How can I read unique terms in an unencrypted plaintext file?

It can be any high-level language that is likely to be available in a typical unix-like system (Python, Perl, awk, standard unix utils {sort, uniq}, etc.). Hopefully this is fast enough to report the total number of unique terms for a 2 MB text file.

I only need this for a quick health check, so it should not be well designed.

Remember, not case sensitive.

Thanks guys a lot.

Note: if you use Python, do not use the version 3 code.
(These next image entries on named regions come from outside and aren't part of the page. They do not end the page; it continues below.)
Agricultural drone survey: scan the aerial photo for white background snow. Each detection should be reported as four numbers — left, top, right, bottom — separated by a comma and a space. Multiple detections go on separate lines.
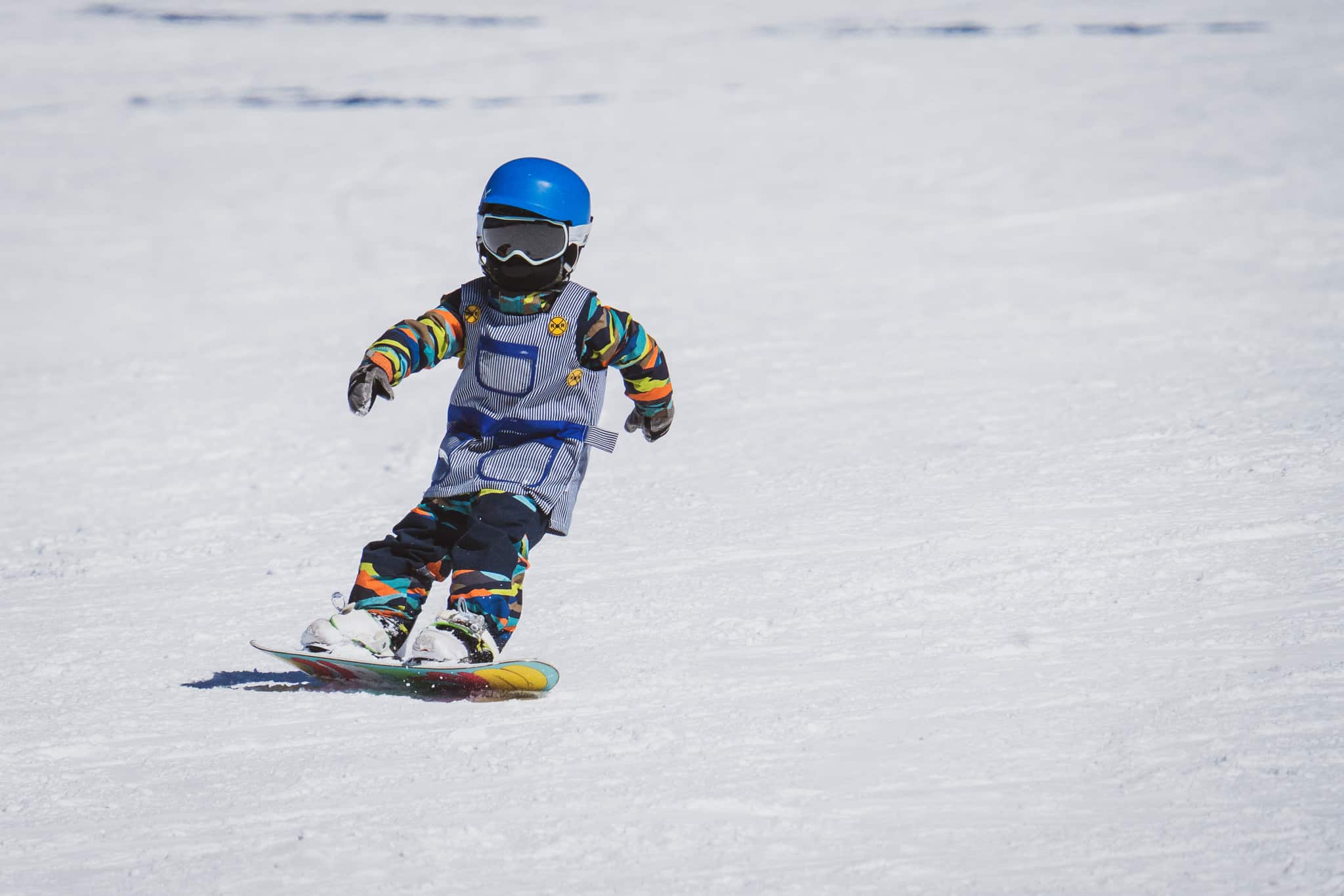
0, 0, 1344, 895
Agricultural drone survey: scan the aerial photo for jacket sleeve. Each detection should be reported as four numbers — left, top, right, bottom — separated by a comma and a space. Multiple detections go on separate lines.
579, 296, 672, 417
364, 290, 463, 386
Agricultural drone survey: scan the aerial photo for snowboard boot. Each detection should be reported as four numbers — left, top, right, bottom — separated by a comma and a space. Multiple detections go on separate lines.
410, 610, 500, 665
299, 606, 414, 657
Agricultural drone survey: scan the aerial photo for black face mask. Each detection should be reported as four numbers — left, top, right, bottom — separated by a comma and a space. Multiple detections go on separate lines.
480, 246, 578, 296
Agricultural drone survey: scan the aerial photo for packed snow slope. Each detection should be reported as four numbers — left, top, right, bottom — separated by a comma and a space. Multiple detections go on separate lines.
0, 0, 1344, 896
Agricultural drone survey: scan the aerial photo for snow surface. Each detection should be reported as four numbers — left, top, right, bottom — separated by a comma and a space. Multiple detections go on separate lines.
0, 0, 1344, 895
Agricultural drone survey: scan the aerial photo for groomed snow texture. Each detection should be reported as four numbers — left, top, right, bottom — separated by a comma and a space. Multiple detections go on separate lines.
0, 0, 1344, 896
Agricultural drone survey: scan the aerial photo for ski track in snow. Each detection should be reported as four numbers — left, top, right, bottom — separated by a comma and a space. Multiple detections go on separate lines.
0, 0, 1344, 895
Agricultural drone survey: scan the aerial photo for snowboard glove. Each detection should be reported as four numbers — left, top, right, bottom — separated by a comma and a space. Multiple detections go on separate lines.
345, 359, 394, 417
625, 401, 672, 442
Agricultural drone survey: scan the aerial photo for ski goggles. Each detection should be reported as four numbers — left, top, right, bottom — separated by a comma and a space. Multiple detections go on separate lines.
476, 214, 591, 264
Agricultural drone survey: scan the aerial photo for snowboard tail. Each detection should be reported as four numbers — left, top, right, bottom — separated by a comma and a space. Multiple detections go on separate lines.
251, 641, 560, 693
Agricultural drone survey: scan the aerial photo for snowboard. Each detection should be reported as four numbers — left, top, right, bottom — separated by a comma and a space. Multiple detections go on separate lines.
251, 641, 560, 696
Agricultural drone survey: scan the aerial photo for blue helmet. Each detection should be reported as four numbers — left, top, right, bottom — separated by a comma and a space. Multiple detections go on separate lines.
481, 157, 593, 227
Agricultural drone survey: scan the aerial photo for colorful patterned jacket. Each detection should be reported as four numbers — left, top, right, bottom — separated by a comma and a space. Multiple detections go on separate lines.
364, 289, 672, 417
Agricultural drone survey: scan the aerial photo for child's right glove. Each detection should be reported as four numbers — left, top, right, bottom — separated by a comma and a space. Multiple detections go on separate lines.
625, 401, 672, 442
345, 357, 394, 417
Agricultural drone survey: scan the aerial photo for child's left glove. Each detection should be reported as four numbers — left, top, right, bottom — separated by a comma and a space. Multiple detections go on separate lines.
345, 357, 395, 417
625, 400, 672, 442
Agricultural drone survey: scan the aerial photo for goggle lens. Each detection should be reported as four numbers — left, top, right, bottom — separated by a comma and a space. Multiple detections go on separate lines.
481, 215, 570, 264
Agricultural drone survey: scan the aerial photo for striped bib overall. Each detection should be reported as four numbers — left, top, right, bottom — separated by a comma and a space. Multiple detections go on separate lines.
425, 277, 616, 535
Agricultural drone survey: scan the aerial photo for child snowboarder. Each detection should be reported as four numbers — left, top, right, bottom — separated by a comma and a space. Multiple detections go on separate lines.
301, 159, 672, 662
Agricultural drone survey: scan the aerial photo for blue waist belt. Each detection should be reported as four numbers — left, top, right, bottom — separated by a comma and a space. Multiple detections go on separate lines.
448, 404, 617, 454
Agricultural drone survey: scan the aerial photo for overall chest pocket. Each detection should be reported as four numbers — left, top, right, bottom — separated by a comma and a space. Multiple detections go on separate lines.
476, 333, 539, 396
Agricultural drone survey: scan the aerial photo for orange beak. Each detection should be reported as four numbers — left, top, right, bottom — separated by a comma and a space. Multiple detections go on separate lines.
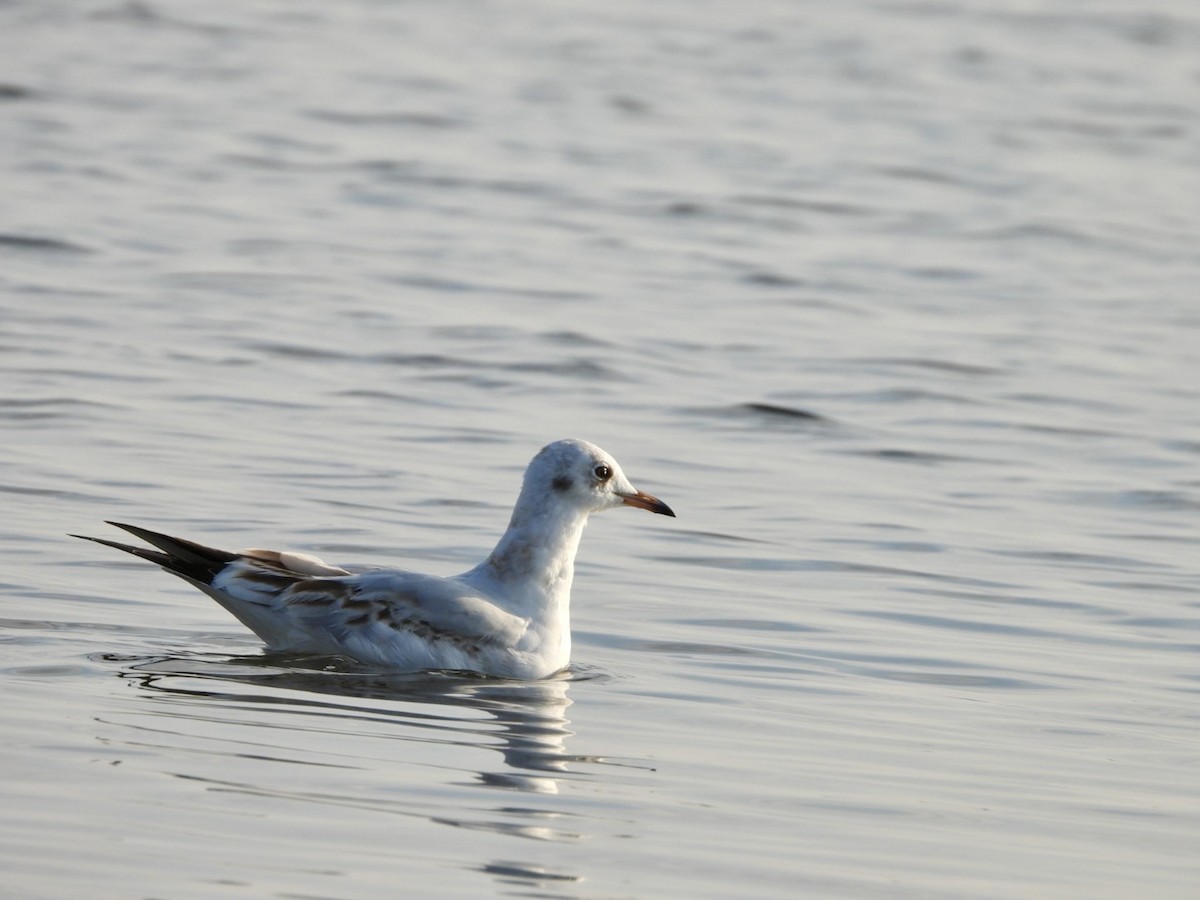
618, 491, 674, 518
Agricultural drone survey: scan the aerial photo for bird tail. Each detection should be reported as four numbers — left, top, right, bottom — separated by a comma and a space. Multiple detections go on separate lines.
70, 522, 238, 584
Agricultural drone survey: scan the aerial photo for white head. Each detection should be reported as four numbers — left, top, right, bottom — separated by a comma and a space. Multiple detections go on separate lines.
521, 439, 674, 516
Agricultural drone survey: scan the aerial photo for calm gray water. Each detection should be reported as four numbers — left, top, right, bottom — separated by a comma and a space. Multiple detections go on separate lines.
0, 0, 1200, 899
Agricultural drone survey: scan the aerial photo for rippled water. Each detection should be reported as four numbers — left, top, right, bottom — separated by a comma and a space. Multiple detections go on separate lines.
0, 0, 1200, 898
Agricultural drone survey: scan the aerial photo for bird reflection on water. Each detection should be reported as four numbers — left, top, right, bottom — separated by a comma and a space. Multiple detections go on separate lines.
104, 654, 595, 793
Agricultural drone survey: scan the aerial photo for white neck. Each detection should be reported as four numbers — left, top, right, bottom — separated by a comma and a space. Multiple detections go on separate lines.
463, 491, 588, 629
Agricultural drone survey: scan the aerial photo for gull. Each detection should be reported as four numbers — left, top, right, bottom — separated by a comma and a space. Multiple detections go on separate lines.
71, 439, 674, 679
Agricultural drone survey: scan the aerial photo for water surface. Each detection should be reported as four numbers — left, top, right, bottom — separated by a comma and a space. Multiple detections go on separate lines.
0, 0, 1200, 898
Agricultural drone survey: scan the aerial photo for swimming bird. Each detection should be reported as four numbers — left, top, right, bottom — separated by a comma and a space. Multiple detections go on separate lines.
71, 439, 674, 679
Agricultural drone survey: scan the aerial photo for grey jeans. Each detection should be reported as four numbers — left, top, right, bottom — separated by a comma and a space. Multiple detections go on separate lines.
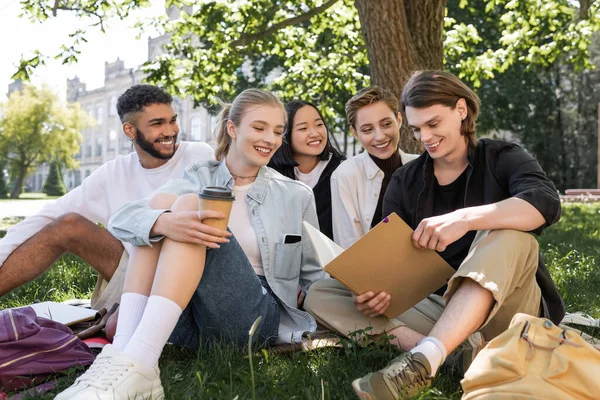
169, 236, 279, 350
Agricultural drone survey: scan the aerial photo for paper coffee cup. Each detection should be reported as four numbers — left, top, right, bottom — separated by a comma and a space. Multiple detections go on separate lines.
198, 186, 235, 230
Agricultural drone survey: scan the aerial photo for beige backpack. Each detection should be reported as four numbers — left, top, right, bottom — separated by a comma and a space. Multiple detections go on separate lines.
461, 314, 600, 400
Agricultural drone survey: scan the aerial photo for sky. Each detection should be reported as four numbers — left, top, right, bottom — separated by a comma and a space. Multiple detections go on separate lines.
0, 0, 165, 102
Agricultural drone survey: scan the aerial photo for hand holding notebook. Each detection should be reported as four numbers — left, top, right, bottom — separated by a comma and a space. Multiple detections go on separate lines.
305, 213, 455, 318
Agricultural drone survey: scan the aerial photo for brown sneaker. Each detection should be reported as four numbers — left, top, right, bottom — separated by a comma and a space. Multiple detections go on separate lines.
352, 352, 433, 400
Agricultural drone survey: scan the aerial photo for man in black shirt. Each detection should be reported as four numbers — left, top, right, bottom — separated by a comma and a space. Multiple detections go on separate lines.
314, 71, 564, 400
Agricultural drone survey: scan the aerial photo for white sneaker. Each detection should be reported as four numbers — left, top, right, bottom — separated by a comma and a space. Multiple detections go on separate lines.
55, 345, 165, 400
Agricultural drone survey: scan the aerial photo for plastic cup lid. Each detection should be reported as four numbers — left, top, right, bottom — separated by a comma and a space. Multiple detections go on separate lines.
198, 186, 235, 201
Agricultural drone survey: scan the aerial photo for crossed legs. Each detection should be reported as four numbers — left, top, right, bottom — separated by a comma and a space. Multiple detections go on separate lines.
0, 213, 123, 296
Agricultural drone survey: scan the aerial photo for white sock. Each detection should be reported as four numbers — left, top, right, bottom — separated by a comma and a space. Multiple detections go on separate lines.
119, 296, 183, 368
113, 293, 148, 350
410, 336, 448, 377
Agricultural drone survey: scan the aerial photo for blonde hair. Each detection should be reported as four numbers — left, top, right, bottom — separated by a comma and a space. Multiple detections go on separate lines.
402, 71, 480, 146
346, 86, 400, 129
215, 89, 286, 161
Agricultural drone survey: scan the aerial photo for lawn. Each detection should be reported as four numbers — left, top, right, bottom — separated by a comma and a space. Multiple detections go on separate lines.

The system on which I run it has only 2.4.4.

+2
source share
8 answers

In Python 2.4 (it may work with earlier systems too):

#! /usr/bin/python2.4 import sys h = set() for line in sys.stdin.xreadlines(): for term in line.split(): h.add(term) print len(h) 

In Perl:

 $ perl -ne 'for (split(" ", $_)) { $H{$_} = 1 } END { print scalar(keys%H), "\n" }' <file.txt 
+4
source

In Perl:

 my %words; while (<>) { map { $words{lc $_} = 1 } split /\s/); } print scalar keys %words, "\n"; 
+6
source

Using bash / UNIX Commands:

 sed -e 's/[[:space:]]\+/\n/g' $FILE | sort -fu | wc -l 
+5
source

Using standard Unix utilities:

 < somefile tr 'AZ[:blank:][:punct:]' 'az\n' | sort | uniq -c 

If you use a system without Gnu tr , you will need to replace " [:blank:][:punct:] " with a list of all the space characters and punctuation that you would like to consider as word delimiters, and what part of the word, for example " \t.,; ".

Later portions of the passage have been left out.